Par un mémoire en défense, enregistré le 24 juin 2025, la commune de Levens, prise en la personne de son maire en exercice, représentée par Me Hauret, conclut au rejet de la requête et à ce que le Tribunal mette à la charge de chacun des requérants la somme de 3 000 euros en application des dispositions de l’article L. 761-1 du code de justice administrative.
La commune fait valoir que le permis de construire modificatif délivré le 31 mars 2025 a régularisé le vice dont était affecté l’arrêté du 24 août 2023 et qu’aucun moyen de la requête n’est fondé.

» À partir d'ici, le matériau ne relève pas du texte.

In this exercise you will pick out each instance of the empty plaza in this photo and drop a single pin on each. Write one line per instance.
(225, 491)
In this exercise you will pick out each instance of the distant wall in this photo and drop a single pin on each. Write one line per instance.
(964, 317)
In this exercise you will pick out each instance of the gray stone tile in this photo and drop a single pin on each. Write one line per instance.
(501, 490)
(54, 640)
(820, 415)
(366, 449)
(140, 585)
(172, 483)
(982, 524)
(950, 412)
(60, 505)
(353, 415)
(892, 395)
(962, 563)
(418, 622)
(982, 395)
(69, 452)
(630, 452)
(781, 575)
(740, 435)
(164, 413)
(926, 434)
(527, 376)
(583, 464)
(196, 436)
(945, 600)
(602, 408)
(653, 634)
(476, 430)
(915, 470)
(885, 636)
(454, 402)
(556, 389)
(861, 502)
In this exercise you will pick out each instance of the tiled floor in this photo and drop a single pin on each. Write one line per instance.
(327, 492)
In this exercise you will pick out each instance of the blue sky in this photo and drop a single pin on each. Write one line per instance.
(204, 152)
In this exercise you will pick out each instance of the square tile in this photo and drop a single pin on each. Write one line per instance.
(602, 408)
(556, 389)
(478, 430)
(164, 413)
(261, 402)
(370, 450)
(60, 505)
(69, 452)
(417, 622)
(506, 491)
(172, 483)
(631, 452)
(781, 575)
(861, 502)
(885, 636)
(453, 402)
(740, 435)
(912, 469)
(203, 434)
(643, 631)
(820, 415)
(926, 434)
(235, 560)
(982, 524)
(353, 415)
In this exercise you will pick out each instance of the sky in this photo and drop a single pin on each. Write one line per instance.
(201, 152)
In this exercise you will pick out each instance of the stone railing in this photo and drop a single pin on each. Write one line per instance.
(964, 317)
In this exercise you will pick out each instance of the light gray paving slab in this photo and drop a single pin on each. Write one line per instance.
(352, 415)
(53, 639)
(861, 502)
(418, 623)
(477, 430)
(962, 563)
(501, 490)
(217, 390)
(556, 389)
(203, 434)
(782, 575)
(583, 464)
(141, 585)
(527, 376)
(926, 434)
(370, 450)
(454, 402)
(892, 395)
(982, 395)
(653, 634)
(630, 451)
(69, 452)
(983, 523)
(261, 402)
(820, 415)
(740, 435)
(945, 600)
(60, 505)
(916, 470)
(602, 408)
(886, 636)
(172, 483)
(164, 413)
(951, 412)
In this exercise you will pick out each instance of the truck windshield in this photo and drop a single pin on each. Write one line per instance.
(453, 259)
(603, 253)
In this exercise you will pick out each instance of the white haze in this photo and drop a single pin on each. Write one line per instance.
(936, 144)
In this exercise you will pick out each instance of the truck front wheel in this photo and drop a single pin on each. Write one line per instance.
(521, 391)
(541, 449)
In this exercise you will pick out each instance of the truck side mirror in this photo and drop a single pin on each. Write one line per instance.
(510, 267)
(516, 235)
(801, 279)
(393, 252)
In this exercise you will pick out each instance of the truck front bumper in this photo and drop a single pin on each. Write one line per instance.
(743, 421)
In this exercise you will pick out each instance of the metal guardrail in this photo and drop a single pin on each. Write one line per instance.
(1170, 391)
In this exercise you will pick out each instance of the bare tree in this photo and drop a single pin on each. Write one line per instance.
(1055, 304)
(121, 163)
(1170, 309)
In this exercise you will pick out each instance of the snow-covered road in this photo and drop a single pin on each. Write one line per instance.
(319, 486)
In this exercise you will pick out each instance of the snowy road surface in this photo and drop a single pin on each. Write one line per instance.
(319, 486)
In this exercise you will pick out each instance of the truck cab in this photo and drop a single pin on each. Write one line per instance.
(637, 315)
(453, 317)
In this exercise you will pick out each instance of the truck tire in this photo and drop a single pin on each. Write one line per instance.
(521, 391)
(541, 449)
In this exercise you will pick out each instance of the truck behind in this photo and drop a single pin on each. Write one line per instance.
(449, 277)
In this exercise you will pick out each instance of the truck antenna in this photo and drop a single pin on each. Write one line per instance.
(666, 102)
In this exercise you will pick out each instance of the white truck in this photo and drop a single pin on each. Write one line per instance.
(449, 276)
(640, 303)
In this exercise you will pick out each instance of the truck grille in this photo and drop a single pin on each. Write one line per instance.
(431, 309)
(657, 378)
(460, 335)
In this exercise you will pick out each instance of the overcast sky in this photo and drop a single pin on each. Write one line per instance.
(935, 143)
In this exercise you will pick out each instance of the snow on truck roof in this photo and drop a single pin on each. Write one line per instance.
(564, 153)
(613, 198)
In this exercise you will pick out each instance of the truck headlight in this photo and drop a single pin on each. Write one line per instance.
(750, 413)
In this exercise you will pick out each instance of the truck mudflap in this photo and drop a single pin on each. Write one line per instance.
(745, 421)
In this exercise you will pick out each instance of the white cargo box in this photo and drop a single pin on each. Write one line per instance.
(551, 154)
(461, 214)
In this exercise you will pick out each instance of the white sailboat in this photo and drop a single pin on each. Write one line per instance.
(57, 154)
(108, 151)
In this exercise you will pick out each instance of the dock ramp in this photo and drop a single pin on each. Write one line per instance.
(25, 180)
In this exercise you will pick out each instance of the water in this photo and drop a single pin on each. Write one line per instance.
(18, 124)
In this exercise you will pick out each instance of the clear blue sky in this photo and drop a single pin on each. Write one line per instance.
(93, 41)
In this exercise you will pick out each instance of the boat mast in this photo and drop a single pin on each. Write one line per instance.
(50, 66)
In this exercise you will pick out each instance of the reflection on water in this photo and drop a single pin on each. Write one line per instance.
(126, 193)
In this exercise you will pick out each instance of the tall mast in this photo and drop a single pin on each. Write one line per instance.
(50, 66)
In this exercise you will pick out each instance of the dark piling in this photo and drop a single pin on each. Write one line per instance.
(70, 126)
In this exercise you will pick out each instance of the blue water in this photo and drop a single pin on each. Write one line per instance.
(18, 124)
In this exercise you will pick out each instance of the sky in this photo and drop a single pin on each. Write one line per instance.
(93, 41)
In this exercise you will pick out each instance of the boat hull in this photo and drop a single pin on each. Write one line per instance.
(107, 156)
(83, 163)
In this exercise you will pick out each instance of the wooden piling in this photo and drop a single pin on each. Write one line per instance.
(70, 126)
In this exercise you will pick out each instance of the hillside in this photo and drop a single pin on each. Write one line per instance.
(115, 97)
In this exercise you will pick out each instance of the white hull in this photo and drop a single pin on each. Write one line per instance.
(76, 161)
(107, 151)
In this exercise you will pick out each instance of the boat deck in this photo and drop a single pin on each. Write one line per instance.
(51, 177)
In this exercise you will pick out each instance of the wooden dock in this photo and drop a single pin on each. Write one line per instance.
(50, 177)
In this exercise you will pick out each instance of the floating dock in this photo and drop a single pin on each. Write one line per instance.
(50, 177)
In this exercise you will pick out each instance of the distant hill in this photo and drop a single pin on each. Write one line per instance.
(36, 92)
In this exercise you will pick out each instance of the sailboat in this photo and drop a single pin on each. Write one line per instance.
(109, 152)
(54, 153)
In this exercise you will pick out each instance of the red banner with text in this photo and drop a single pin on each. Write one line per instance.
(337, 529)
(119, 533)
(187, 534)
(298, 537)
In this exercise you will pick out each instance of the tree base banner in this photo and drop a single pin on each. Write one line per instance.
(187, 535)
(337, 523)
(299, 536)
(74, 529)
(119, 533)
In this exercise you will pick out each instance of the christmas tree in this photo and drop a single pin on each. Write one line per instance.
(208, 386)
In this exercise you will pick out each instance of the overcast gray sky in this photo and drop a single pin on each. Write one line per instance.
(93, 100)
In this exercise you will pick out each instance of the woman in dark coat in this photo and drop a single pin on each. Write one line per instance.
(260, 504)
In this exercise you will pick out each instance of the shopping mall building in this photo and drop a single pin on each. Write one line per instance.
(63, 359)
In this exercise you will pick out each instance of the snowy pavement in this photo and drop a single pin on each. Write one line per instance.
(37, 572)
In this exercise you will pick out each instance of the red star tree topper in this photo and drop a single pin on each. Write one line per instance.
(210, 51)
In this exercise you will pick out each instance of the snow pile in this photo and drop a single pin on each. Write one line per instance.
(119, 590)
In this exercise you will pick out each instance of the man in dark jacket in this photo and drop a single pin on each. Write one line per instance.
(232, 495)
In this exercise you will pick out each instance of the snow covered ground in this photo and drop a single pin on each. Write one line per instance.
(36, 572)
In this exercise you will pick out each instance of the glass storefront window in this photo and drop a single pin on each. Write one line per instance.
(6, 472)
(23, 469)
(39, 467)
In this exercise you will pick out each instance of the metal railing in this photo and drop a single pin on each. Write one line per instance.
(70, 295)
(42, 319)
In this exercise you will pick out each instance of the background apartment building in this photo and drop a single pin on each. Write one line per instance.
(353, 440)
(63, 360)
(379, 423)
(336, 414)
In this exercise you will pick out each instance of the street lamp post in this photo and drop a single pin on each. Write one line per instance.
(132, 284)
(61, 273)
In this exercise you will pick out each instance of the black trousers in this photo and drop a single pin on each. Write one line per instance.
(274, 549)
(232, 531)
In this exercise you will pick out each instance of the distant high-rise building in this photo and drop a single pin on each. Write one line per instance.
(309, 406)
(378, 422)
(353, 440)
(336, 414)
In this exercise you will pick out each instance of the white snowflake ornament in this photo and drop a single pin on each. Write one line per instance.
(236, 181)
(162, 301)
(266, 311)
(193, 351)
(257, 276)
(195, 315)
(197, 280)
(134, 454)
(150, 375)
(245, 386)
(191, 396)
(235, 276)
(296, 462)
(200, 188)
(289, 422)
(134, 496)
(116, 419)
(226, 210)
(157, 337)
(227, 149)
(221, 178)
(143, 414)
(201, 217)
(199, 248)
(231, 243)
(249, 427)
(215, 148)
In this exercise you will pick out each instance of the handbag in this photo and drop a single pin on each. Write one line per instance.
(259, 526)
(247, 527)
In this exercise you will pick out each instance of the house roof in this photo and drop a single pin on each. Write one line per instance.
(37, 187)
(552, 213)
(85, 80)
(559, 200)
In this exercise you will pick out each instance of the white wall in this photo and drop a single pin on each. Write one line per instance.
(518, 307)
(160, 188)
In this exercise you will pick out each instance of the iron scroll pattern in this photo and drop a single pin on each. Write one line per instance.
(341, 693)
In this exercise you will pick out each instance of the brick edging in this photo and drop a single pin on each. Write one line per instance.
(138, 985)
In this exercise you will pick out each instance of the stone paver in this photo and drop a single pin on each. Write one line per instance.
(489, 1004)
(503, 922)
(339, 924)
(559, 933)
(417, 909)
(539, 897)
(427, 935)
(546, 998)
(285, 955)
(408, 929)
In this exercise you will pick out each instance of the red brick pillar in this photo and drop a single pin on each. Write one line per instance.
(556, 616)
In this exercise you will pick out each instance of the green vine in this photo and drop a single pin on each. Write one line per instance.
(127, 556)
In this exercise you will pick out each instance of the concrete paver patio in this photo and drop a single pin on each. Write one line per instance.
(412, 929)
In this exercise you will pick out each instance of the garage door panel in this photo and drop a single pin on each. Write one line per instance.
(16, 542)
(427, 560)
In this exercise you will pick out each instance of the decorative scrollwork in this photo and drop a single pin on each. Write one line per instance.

Par des mémoires en défense enregistrés les 9 et 11 juillet 2025, la société anonyme d’habitations à loyer modéré Unicil, prise en la personne de son représentant légal, représentée par Me Governatori, conclut au rejet de la requête et à ce que le Tribunal mette à la charge des requérants la somme totale de 5 000 euros en application des dispositions de l’article L. 761-1 du code de justice administrative
La société fait valoir que le permis de construire modificatif délivré le 31 mars 2025 a régularisé le vice dont était affecté l’arrêté du 24 août 2023 et qu’aucun moyen de la requête n’est fondé.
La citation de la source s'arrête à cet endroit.